This article will take "User Center" as an example, introduce "single key" business, with the gradual increase of data volume, database performance is significantly reduced, database level segmentation related architecture practices:
- How to implement horizontal slicing
- Common problems after horizontal segmentation
- Optimization ideas and practice of typical problems
First, the User Center
User Center is a very common business, mainly provide user registration, login, information query and modification services, the core metadata is:
User (UID, login_name, passwd, sex, age, nickname, ...)
which
- UID is User ID, primary key
- Login_name, passwd, sex, age, nickname, ... and other user attributes
Database design, generally in the early days of business, single-Library single-table can be able to handle this requirement, the typical architecture design is:
- User-center: User Center service, providing friendly RPC interface to callers
- USER-DB: Data storage for users
Second, User Center horizontal segmentation method
When the amount of data is getting bigger and larger, the database needs to be sliced horizontally, and the common horizontal slicing algorithm has "scope method" and "hash Method".

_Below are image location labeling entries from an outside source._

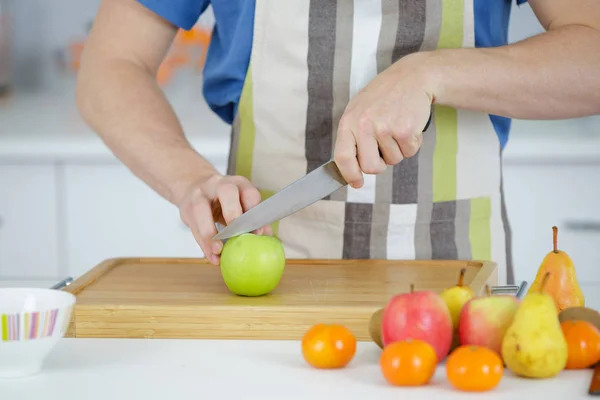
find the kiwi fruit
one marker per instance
(580, 314)
(375, 327)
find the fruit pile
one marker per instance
(476, 337)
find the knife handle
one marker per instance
(424, 129)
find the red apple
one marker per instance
(484, 320)
(418, 315)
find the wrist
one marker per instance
(429, 71)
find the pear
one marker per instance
(534, 345)
(455, 298)
(485, 319)
(562, 285)
(580, 314)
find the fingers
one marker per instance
(344, 156)
(228, 195)
(249, 195)
(205, 229)
(368, 148)
(407, 138)
(390, 150)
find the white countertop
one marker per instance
(102, 369)
(45, 127)
(162, 369)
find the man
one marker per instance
(302, 81)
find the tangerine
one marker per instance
(328, 346)
(474, 368)
(408, 362)
(583, 344)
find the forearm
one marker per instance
(124, 105)
(554, 75)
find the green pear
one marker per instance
(534, 345)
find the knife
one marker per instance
(307, 190)
(300, 194)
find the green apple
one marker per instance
(252, 265)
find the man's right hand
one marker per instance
(217, 199)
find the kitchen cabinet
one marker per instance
(29, 222)
(111, 213)
(540, 196)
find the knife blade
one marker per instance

The scope method, which divides the data horizontally into two DB instances, is based on the UID of the business primary key of the User center:
- USER-DB1: Store UID data from 0 to 10 million
- USER-DB2: Store UID data from 1 to 20 million
The advantages of the Range method are:
- The segmentation strategy is simple, according to the UID, according to the scope, User-center can quickly locate the data in which library
- Simple expansion, if the capacity is not enough, just add user-db3 can
The deficiencies of the scope law are:
- The UID must meet the incremental characteristics
- Data volume is uneven, the new USER-DB3, in the initial data will be relatively small
- Request volume uneven, in general, the new registered user activity will be relatively high, so user-db2 tend to be higher than the USER-DB1 load, resulting in unbalanced server utilization
The hashing method is also based on the User Center's business primary key UID, which divides the data horizontally into two DB instances:
- USER-DB1: The UID data that stores the UID to modulo 1
- USER-DB2: The UID data that stores the UID to modulo 0
The advantages of the hashing method are:
- Segmentation strategy is simple, according to the UID, according to Hash,user-center can quickly locate the data in which library
- Data balance, as long as the UID is uniform, the distribution of data in each library must be balanced
- Demand balance, as long as the UID is uniform, the distribution of the load on each library must be balanced
The disadvantages of the hashing method are:
- Expansion trouble, if the capacity is not enough, to add a library, re-hash may lead to data migration, how to smooth the data migration, is a need to solve the problem
Third, the user Center after the level of the problems brought about
When using UID for horizontal segmentation, what is the problem with business access across the user Center?
For a query on the UID attribute can be routed directly to the library, assuming access to uid=124 data, after the modulo can be directly positioned Db-user1:
For queries on non-UID attributes, such as queries on the Login_name property, it is tragic:
Assuming that you access Login_name=shenjian data, you often need to traverse all the libraries because you do not know which library the data falls on, and the performance can be significantly reduced when the number of libraries is multiple.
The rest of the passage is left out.